I must confess, as a worshiper of God, I am quite excited about this sermon series! As a worship leader in particular, I should probably feel the obligation to like the Psalms. And as a songwriter myself, I should feel the duty to take my cues from the form and content of the infallible poetic words given to us in this book of the Bible. But I must also confess that the reason I cling to the Psalms is not because I should, but because I have had to come to grips with my weakness.
I came to a point when, facing time in prayer and study, I realized I didn’t know what or even how to pray. In both joy and sorrow, I felt overwhelmed. I did not know what to ask or how to praise the Father. Desperate, I turned to the Psalms for the words I could not find on my own and I began praying through one psalm each morning. I went through the book once, and it seemed I had only scratched the surface. So I started over and prayed through them again. And again.
Over the past two years, I’ve cycled through the Psalms about four times. Each morning, I ask God by His spirit to help me in my weakness, for I do not know how to pray as I ought. Then I read the next Psalm. It’s not always easy. The psalm that I happen to be reading on any given morning may not seem very relevant to me. How do I pray against my enemies when I don’t have people setting up ambushes for me? How do I rejoice in the beauty and glory of the mountain of God when I have never personally laid eyes on Jerusalem? How do I pray about victory in battle, and speak of chariots and swords and spears and arrows? How do I pray about splendor and glory and majesty, and kingdoms and farms and fruit and other such things with which I have little to no experience? Well, in this journey, I have had a few helps (commentaries and a class on Old Testament Poetry help!), but actually going through them and asking God to help me pray in my weakness has turned what seemed like foreign words into deeply personal conversation.

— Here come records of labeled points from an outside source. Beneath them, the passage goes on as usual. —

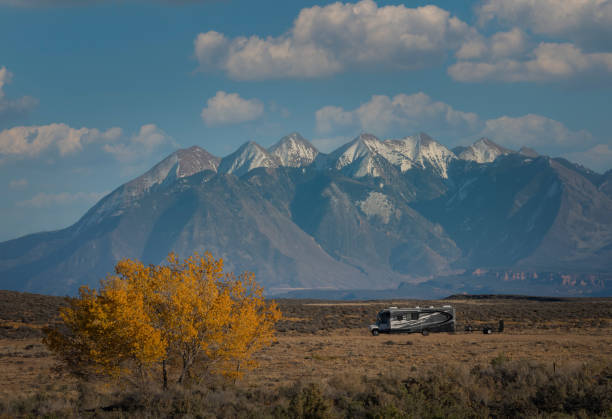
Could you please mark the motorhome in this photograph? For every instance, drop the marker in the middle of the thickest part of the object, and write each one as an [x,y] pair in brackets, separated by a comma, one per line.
[414,320]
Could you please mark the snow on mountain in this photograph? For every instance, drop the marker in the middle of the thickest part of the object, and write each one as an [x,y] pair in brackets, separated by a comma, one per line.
[528,152]
[182,163]
[359,158]
[294,151]
[419,150]
[484,151]
[248,157]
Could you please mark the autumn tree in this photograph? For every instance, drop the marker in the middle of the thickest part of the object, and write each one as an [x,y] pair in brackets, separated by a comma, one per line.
[182,319]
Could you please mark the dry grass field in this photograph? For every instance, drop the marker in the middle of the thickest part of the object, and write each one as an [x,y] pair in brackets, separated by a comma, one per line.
[328,344]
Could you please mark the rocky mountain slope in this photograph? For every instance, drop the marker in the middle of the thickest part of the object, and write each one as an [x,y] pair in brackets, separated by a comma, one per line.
[370,215]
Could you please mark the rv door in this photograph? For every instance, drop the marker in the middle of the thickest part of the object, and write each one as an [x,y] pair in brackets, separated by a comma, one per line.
[384,322]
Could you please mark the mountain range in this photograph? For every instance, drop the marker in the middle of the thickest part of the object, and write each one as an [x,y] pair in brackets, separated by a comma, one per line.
[400,214]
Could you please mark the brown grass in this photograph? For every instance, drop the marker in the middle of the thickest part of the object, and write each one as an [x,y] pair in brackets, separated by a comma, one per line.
[328,344]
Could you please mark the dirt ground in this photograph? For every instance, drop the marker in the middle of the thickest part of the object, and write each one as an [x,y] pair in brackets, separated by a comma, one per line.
[311,346]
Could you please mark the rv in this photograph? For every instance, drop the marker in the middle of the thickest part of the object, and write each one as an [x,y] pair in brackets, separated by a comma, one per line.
[414,320]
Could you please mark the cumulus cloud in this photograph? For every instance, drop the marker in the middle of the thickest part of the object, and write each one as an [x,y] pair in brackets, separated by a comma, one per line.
[329,39]
[10,109]
[534,131]
[31,141]
[383,114]
[500,45]
[229,108]
[585,22]
[45,200]
[547,62]
[34,141]
[149,138]
[598,157]
[18,183]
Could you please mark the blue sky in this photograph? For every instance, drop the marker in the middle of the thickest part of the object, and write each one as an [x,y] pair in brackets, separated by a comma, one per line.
[93,93]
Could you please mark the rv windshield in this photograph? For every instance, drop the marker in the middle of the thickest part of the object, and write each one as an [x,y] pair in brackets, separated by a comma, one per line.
[383,317]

There are four ways I read the Psalms:
From a Historical Perspective
I keep in mind that the Psalms were written by real people experiencing life in a broken world in light of the covenantal love of their God. Having some familiarity with the history of Israel as recorded particularly in 1 Samuel through Nehemiah offers this historical context. Sometimes there are notes at the beginning of a Psalm that refer you to a specific event. Truly, all of Israel’s history serves as context for understanding the Psalms, so the more familiar the history, the more clear it is as to why the Psalms mention such foreign things, like chariots and fire and destruction and splendor and holy attire.
From the Author’s Perspective
David wrote many of the Psalms, but there were other authors too, such as Solomon and Moses. Some psalms were written before Jerusalem was destroyed by Babylon, and some written during Israel’s exile there. I try to imagine, based on historical accounts, what that particular author might have been experiencing. Was it betrayal? Fear? Triumph? Hope? Despair? Persecution? Beauty? What would have moved an author to use those particular words? Now, we all know fear and hope and loss and betrayal. I may not understand what it’s like to face the tip of a spear, but I do know what it feels like to fear for my life. I may not know what it’s like to look out over a fruitful harvest, but I do know what it’s like to sit down to a baptist potluck! Of course, this perspective can be a bit speculative, but all of us, as humans, share the the same human experiences with the same human emotions.
From Christ’s Perspective
Christ came to fulfill the scriptures. He himself explained that the law and the prophets (including the psalms) concerned him. In fact, in the book of Hebrews, nearly all of the quotes concerning the fulfilling of Old Testament prophecy are from the psalms. I wonder if the author of Hebrews was a singer, perhaps a Levite, who had a playlist in his head from his years as a worship leader in the temple. Christ, fully God, was also fully man. He just didn’t fulfill the prophecies which the psalms contain, but he felt all the emotions. He knew fear, betrayal, persecution, and death. He knew beauty and hope and victory.
From My Own Perspective
I may pray them for myself as I find words in them to express my own experience. I may pray them for others I know who are experiencing the things I read, such as those facing death in other countries for their faith. Knowing the historical events and the experience of the author actually help me pray them personally. As I’ve said, I may not ever face a garrison of Philistines or face the destruction of my nation by a brutal enemy, but I do have an enemy who is ruthless and cunning. Satan is a liar and a murderer, even though his ways may not result in my murder, or my deportation based on rumors. I can fully enter into the human experience and the thoughts and emotions expressed in these psalms.
But, most importantly, I pray them in Christ. Christ, my brother who bore the likeness of my weak flesh, prayed these prayers and fulfilled them. I come under his yoke when I pray them. Because he knew betrayal, I know intimacy with him when I am betrayed. Because he saw beauty and rejoiced, I share his joy when I rejoice in beautiful things. Taking his words on my lips and interpreting my experiences, thoughts, and emotions through them, I enter into communion with the Word himself.
I mentioned that praying a psalm is engaging in a conversation. The other side of that conversation comes from the Father. He uses the very words I pray from each psalm to remind me of who he is and who I am in relation to him in Christ. I don’t think I’ll ever overcome my weakness in prayer, but I am so humbly grateful that the Father gave us words to pray and his Spirit to help me pray them.